Topics he is already exploring with his new colleagues at CU include the role of marijuana as a treatment for chronic pain, metabolic bariatric surgery referrals for adolescents with severe obesity, and sexual boundary violations by health care providers.
Eduardo Davila, PhD, joined the Department of Medicine/Division of Medical Oncology as a Professor of Medicine in August 2018 after being recruited from the University of Maryland, where he led the Cancer Immunology Program. Dr. Davila has been appointed to the Amy Davis Chair of Basic Human Immunology, and will serve as co-Leader of the “Tumor-Host Interaction” program in the University of Colorado Cancer Center, the only comprehensive cancer center in Colorado designated by the National Cancer Institute. Dr. Davila obtained his PhD from the Biomedical Sciences-Immunology program at the Mayo Clinic Graduate School, where he studied techniques to enhance antitumor T cell responses and was awarded a Post-baccalaureate Patient-Oriented Translational Fellowship from the National Institute of General Medical Sciences (NIGMS).

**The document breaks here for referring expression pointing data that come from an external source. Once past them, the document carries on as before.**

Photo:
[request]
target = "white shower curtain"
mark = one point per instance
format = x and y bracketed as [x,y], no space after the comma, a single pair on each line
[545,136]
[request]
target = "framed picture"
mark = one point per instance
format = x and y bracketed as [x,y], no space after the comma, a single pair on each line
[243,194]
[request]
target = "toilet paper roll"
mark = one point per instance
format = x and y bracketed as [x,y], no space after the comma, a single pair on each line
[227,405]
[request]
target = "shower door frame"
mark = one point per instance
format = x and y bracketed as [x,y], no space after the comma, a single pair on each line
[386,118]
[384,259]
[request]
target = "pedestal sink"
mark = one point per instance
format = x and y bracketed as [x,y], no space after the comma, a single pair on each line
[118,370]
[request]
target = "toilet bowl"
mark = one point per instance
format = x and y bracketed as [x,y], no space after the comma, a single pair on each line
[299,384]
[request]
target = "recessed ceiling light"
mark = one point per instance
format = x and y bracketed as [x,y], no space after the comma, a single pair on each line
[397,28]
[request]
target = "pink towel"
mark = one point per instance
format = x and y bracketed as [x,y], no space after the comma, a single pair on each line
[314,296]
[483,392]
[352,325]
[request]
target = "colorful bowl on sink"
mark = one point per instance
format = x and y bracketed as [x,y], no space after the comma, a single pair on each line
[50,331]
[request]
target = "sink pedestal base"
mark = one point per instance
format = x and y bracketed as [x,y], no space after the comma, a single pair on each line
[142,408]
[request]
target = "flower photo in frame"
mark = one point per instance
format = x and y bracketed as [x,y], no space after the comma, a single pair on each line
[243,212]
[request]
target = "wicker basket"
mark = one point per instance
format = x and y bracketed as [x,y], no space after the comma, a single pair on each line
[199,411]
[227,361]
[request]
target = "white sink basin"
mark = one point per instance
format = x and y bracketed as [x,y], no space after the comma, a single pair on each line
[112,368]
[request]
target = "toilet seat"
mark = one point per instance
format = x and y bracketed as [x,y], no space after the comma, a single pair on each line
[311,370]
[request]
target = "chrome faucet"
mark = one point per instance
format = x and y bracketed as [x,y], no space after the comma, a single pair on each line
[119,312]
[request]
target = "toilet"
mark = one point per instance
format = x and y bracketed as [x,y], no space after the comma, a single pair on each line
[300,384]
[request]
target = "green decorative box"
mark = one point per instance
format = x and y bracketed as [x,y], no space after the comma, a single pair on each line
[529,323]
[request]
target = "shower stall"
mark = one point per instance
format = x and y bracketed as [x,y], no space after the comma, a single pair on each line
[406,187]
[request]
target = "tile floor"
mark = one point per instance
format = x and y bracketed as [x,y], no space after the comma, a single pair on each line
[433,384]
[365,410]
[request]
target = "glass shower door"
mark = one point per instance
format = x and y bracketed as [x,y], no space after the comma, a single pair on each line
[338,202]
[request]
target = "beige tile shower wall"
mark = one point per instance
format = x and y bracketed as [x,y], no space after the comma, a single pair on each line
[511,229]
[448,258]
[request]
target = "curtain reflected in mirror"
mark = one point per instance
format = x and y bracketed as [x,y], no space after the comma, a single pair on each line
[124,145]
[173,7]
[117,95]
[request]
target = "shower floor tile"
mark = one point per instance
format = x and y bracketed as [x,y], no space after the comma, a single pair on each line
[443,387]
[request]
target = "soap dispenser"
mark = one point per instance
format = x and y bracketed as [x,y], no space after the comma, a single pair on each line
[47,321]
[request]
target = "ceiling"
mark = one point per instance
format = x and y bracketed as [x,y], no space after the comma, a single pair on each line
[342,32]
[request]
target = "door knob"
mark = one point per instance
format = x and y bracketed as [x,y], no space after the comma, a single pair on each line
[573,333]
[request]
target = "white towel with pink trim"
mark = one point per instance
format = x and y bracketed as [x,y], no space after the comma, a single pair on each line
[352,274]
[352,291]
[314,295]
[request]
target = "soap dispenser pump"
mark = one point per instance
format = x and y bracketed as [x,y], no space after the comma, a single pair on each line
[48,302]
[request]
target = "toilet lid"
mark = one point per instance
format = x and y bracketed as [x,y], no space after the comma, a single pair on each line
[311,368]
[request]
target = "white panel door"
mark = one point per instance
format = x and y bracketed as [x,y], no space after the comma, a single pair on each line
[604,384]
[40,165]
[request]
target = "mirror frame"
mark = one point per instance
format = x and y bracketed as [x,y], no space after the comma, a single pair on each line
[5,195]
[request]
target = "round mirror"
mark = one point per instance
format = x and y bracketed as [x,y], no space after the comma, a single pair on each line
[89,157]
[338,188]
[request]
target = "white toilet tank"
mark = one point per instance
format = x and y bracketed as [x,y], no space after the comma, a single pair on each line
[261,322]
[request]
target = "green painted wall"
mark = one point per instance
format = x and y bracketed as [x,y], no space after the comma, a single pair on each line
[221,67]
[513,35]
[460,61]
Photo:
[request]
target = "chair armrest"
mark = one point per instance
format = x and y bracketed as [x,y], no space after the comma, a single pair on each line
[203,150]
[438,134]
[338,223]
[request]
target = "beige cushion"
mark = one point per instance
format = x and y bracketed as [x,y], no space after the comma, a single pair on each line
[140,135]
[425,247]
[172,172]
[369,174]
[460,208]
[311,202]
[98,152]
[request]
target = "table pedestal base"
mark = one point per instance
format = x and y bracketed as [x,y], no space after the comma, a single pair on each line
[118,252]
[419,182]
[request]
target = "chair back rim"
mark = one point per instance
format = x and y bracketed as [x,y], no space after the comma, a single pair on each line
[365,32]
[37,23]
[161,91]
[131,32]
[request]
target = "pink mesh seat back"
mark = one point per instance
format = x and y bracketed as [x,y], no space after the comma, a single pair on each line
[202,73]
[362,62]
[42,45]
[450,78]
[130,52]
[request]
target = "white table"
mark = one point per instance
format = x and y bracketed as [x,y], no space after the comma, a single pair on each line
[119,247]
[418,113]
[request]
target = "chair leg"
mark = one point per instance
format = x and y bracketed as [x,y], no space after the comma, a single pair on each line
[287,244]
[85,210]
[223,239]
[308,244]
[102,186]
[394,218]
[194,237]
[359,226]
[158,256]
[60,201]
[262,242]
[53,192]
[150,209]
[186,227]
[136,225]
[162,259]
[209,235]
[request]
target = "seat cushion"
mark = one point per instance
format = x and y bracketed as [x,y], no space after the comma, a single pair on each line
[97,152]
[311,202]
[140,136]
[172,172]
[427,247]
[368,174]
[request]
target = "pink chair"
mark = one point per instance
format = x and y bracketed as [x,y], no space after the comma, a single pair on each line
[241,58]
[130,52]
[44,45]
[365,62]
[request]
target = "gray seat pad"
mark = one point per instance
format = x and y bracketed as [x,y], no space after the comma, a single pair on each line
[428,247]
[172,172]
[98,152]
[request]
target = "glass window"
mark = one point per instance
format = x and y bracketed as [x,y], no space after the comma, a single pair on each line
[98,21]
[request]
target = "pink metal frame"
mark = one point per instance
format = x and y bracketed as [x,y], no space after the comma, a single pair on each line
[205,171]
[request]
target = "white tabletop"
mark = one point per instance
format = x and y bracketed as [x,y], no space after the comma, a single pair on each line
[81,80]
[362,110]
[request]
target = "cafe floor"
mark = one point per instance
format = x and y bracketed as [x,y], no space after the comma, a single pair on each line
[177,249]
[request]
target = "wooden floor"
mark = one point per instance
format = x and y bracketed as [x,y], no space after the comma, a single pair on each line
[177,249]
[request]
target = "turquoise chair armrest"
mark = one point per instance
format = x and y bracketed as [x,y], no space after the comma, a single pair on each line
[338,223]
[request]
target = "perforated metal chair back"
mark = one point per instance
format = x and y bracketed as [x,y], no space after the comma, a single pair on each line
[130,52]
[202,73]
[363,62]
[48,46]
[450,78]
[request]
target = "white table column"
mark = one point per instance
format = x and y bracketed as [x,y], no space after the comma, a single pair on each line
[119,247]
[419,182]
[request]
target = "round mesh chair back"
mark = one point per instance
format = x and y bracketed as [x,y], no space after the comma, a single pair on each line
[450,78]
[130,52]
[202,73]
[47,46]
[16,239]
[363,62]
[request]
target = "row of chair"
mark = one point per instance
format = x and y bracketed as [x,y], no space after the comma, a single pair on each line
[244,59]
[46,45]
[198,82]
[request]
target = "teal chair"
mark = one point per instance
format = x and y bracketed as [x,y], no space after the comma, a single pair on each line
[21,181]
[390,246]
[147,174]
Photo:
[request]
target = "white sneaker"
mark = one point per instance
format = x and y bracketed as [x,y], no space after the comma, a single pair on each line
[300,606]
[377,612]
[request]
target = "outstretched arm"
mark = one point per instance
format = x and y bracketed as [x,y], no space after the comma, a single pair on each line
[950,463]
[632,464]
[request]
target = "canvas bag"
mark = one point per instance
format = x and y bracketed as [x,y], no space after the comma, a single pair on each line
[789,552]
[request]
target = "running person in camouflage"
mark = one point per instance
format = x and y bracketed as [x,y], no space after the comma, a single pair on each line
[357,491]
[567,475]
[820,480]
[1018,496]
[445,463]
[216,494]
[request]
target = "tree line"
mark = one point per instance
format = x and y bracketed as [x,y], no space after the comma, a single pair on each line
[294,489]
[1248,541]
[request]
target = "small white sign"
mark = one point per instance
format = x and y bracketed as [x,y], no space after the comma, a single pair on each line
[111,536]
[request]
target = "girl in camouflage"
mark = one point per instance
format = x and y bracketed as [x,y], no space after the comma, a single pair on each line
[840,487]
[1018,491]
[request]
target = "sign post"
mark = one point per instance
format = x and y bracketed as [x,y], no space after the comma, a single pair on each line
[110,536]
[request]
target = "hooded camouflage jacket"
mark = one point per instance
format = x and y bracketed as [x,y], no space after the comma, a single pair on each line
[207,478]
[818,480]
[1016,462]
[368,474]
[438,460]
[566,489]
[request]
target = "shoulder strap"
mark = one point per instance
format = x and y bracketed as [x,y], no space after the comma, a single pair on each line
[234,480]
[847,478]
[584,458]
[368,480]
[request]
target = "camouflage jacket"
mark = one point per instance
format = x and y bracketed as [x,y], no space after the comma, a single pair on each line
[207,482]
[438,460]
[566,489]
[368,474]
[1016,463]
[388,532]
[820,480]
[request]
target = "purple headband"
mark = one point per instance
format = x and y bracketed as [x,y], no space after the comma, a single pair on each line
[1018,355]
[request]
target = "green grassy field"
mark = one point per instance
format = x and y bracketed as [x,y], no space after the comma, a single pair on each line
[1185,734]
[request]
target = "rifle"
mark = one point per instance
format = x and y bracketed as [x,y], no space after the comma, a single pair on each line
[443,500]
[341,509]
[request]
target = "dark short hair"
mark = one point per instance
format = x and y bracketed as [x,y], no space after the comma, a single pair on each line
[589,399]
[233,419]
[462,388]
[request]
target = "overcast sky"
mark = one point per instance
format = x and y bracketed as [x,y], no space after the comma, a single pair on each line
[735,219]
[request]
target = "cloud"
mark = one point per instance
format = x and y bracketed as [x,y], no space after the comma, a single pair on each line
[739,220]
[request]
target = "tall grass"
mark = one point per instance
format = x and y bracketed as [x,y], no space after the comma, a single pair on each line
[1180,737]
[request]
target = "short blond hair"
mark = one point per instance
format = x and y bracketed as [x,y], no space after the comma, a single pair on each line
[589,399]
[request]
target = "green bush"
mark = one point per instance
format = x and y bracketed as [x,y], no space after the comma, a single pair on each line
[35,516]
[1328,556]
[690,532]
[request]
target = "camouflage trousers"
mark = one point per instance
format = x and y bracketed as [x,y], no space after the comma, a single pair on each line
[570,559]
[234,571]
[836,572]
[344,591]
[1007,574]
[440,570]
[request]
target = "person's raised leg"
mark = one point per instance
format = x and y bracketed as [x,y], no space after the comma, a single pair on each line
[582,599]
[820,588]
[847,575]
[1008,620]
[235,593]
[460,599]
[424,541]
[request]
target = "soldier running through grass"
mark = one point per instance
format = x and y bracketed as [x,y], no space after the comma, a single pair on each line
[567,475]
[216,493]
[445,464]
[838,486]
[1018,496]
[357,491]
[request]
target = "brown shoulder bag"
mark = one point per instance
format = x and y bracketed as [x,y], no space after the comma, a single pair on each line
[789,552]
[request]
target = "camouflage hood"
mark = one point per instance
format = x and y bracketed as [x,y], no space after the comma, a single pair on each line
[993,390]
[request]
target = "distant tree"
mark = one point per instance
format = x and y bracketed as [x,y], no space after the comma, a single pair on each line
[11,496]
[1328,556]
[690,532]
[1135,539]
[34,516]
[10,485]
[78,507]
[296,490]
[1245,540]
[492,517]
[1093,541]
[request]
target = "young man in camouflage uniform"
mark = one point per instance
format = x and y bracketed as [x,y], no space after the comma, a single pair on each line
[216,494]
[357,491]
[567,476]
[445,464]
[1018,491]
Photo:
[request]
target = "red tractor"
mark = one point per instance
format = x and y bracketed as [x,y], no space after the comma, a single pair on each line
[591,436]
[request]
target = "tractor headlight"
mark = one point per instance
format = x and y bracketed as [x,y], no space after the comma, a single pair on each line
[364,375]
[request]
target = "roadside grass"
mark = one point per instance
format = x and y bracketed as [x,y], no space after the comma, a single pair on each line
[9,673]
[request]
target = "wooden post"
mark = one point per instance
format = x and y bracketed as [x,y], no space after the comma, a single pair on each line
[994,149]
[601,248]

After serving as a post-doctoral research fellow in immunology at Mayo, Dr. Davila was on the faculty at Louisiana State University prior to being recruited to Maryland, where he was awarded both an Innovation Initiative Award and a BioMaryland Leading Innovative Faculty Entrepreneur Prize. Dr. Davila is funded by the National Cancer Institute and holds a VA Merit Award studying approaches to enhance immune responses to cancer. He will serve as Immunotherapy Director for the Division of Medical Oncology and spearhead program development for the Human Immunology and Immunotherapy Initiative (HI3). Dr. Davila has published in the Journal of Immunology, Cancer Research, Blood, PNAS, JCI, and other prestigious journals. He is a dedicated educator with a focus on increasing diversity in the biomedical sciences, including a Postbaccalaureate Research Education Program funded by the NIGMS.